"Authoritarian Public Opinion, Vividness, and International Crisis Signaling" - by CWP alum Andrew Chubb

June 23, 2026

How can public opinion in an authoritarian state deter or compel adversaries? Existing theories based on rationalist bargaining frameworks suggest that authoritarian domestic audiences are likely to influence bargaining only when leaders are either politically vulnerable or willing to accept the risks of allowing nationalist street protests. This article offers a broader theory of how authoritarian public opinion shapes international crises. Vivid outpourings of mass hostility and anger amplify and draw foreign observers’ attention to coercive threats, while the state’s visible management of public outrage conveys necessary assurances of threat conditionality. A detailed reconstruction of the 2012 Scarborough Shoal crisis demonstrates how a wave of online nationalism helped China deter Philippine resistance to its seizure of a key South China Sea feature.

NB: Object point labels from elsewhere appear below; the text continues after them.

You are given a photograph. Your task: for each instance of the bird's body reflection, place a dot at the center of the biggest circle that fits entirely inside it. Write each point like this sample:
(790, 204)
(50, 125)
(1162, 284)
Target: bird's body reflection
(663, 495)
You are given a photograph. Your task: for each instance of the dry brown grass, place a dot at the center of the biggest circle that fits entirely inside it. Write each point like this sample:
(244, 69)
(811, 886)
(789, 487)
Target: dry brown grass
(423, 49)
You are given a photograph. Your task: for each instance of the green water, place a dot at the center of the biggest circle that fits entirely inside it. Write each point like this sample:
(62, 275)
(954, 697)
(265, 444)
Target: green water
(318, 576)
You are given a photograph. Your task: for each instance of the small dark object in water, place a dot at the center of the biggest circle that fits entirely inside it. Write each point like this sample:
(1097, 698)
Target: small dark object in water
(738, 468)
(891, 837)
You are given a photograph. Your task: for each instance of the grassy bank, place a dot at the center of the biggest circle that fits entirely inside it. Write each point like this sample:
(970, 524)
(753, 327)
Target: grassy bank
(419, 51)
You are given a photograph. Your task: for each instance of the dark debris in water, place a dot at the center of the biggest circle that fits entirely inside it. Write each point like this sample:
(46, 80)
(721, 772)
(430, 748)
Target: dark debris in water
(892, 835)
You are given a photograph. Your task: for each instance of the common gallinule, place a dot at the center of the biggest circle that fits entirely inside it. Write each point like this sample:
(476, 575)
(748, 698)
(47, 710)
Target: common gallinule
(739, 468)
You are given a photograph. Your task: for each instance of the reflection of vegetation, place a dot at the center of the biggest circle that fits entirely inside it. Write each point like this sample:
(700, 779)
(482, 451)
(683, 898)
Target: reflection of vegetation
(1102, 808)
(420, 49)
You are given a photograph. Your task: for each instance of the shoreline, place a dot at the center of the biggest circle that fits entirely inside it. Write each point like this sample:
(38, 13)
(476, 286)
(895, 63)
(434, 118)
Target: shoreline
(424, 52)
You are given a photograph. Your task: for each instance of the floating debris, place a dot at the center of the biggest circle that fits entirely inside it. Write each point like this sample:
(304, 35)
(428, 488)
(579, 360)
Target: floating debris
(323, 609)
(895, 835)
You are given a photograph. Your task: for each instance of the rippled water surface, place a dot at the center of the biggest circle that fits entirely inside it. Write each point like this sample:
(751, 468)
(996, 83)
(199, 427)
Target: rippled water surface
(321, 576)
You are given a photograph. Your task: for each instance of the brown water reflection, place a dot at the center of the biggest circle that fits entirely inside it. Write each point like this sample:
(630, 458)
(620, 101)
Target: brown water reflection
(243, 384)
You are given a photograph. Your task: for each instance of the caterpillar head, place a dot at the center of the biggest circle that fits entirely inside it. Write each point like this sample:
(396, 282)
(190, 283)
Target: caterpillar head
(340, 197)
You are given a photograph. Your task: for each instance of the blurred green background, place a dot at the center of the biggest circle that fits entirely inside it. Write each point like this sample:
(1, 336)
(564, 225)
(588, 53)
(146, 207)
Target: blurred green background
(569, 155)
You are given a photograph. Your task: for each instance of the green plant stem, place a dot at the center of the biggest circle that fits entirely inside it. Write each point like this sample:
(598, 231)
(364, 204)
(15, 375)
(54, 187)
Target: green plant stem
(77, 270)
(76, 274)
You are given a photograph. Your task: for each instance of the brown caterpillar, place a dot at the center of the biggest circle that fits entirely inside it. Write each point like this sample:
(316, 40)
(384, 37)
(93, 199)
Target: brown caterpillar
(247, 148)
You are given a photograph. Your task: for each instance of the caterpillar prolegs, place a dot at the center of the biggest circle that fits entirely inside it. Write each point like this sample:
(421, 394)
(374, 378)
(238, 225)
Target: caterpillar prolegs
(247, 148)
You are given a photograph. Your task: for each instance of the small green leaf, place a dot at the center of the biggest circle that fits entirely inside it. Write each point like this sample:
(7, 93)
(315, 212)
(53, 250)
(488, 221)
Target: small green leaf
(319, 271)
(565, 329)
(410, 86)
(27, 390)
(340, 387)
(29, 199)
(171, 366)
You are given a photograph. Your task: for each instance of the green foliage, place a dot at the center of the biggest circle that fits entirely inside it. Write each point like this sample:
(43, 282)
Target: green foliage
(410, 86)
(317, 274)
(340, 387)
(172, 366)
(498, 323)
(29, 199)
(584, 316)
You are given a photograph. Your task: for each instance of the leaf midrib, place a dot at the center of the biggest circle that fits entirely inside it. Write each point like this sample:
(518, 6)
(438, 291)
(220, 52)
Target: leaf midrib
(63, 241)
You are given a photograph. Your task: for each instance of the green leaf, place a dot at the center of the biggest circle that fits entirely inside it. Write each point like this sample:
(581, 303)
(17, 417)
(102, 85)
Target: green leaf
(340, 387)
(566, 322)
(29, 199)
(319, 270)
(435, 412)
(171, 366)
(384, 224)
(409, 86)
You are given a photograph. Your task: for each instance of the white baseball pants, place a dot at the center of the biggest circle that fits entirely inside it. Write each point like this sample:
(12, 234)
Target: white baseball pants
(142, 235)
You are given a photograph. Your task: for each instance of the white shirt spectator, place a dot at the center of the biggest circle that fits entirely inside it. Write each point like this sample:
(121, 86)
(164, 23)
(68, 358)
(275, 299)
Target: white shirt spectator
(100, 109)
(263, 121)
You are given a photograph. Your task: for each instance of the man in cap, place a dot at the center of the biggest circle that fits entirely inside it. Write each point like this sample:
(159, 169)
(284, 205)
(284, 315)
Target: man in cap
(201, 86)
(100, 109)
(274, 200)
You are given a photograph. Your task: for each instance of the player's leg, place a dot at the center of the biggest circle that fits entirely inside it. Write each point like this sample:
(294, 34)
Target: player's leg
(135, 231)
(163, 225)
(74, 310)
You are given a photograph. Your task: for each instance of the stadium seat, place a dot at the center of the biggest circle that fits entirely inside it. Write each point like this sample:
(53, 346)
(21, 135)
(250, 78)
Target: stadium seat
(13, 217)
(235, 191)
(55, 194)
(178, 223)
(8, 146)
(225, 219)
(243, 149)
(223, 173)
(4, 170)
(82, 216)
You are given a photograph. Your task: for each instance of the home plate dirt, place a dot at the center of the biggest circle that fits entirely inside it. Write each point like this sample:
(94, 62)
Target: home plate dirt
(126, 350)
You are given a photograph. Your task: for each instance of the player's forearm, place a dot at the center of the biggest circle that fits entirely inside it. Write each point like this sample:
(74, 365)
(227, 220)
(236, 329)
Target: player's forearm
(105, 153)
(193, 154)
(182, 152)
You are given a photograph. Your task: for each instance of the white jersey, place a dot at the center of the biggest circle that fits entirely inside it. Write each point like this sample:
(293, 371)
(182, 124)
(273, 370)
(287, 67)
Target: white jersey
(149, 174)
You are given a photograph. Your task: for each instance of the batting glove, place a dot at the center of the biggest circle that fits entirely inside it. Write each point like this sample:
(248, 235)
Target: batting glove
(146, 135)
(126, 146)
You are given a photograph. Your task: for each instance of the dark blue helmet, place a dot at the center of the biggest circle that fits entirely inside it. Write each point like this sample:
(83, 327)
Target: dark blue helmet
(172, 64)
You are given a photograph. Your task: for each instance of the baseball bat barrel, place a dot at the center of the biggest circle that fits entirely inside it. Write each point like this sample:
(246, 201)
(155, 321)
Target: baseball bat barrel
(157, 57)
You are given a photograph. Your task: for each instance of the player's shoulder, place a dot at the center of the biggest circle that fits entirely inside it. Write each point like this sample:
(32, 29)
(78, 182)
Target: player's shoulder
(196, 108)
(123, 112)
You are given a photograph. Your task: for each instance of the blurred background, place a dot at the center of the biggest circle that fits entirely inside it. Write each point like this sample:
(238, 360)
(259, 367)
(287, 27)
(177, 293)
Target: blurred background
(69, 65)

Chubb, A. (2026). Authoritarian Public Opinion, Vividness, and International Crisis Signaling. Security Studies, 1–33. https://doi.org/10.1080/09636412.2026.2620042


Andrew Chubb is a Senior Lecturer in the School of Global Affairs. A graduate of the University of Western Australia, his work examines the linkages between Chinese domestic politics and international relations. More broadly, Andrew's interests include maritime and territorial disputes, strategic communication, political propaganda, and Chinese Communist Party history. Andrew is the author of Chinese Nationalism and the Gray Zone: Case Analyses of Public Opinion and PRC Foreign Policy (Naval War College Press, 2021) andthe PRC Overseas Political Activities: Risk, Reaction and the Case of Australia (Routledge and Royal United Services Institute, 2021).